Arden tried another series in the fall of 1957, The Eve Arden Show, but it was canceled in spring of 1958 after 26 episodes. In 1966, Arden played Nurse Kelton in an episode of Bewitched. She later co-starred with Kaye Ballard as her neighbor and in-law, Eve Hubbard, in the 1967–1969 situation comedy The Mothers-in-Law, which was produced by Arnaz after the dissolution of Desilu Productions.[21] In her later career, Arden made appearances on such television shows as Bewitched, Alice, Maude, Hart to Hart, and Falcon Crest. In 1985, she appeared as the wicked stepmother in the Faerie Tale Theatre production of Cinderella.[18]


Arden was one of many actresses to take on the title roles in Hello, Dolly! and Auntie Mame in the 1960s; in 1967, she won the Sarah Siddons Award for her work in Chicago theatre.[22] Arden was cast in 1983 as the leading lady in what was to be her Broadway comeback in Moose Murders, but she wisely withdrew and was replaced with the much younger Holland Taylor after one preview performance, citing "artistic differences". The show went on to open and close on the same night, becoming known as one of the most legendary flops in Broadway history.[23]

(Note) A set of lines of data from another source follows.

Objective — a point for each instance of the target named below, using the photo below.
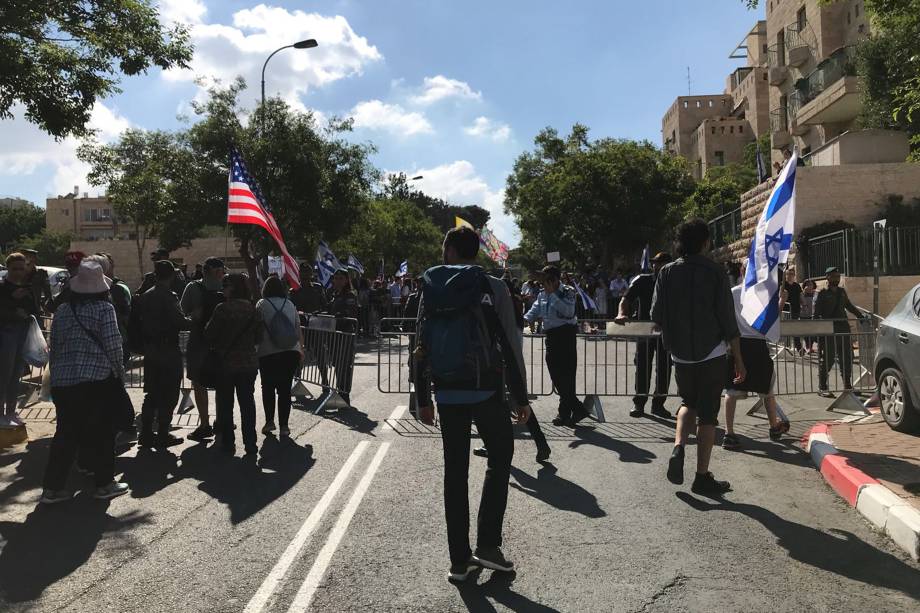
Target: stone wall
(126, 262)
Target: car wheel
(897, 407)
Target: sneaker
(676, 465)
(201, 433)
(707, 485)
(55, 496)
(731, 442)
(460, 572)
(167, 440)
(112, 490)
(493, 558)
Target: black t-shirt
(639, 295)
(793, 297)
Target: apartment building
(713, 130)
(814, 91)
(84, 217)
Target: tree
(594, 200)
(51, 246)
(19, 222)
(60, 56)
(150, 185)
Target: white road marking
(396, 414)
(311, 583)
(274, 578)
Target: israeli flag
(326, 264)
(769, 249)
(585, 298)
(645, 264)
(353, 262)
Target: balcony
(830, 94)
(779, 129)
(799, 44)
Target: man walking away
(161, 321)
(555, 307)
(833, 303)
(693, 305)
(466, 348)
(199, 300)
(637, 304)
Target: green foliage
(51, 246)
(439, 211)
(889, 64)
(18, 223)
(60, 56)
(579, 196)
(394, 230)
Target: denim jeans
(494, 425)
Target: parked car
(56, 277)
(897, 364)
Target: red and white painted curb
(886, 510)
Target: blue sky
(451, 90)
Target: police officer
(555, 307)
(162, 320)
(637, 304)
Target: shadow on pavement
(627, 451)
(556, 491)
(55, 541)
(497, 587)
(842, 553)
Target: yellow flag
(462, 223)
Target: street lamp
(303, 44)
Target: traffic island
(876, 470)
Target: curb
(883, 508)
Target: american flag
(245, 205)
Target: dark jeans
(277, 373)
(494, 426)
(162, 378)
(835, 349)
(562, 363)
(645, 355)
(244, 384)
(12, 336)
(84, 421)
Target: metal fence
(853, 251)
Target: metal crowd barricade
(329, 361)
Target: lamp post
(309, 43)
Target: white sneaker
(55, 496)
(112, 490)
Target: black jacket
(693, 305)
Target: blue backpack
(457, 331)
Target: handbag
(212, 368)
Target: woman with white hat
(86, 377)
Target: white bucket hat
(89, 279)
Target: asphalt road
(347, 516)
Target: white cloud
(377, 115)
(29, 150)
(440, 88)
(224, 51)
(483, 127)
(459, 183)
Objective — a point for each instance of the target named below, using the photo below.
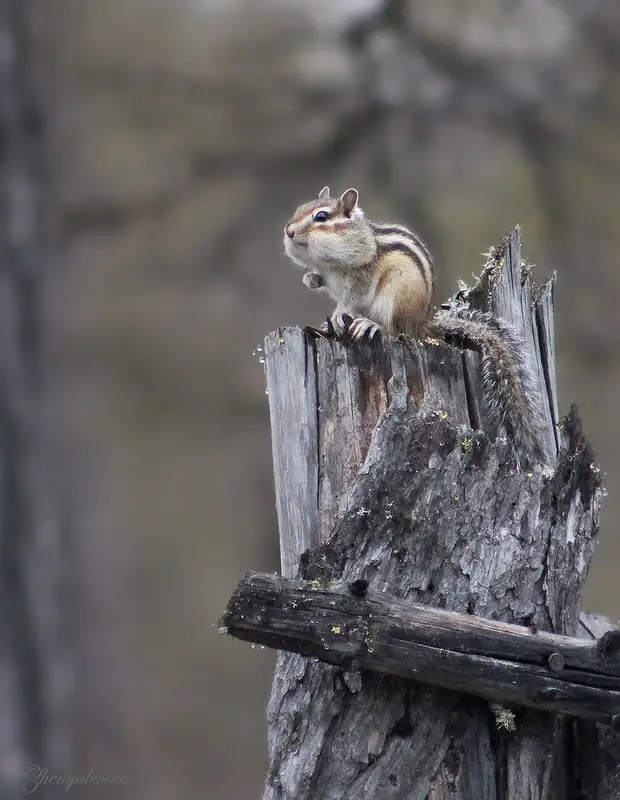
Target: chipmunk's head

Arden published an autobiography, The Three Phases of Eve, in 1985. In addition to her Academy Award nomination, Arden has two stars on the Hollywood Walk of Fame: Radio and Television (see List of stars on the Hollywood Walk of Fame for addresses). She was inducted into the National Radio Hall of Fame in 1995.[24]

Personal life

Arden was married to Ned Bergen from 1939 to 1947, and to actor Brooks West (1916-1984), from 1952 until his death in 1984 from a heart ailment, aged 67. West and she had four children; all but the youngest were adopted. All four survived their parents.[6]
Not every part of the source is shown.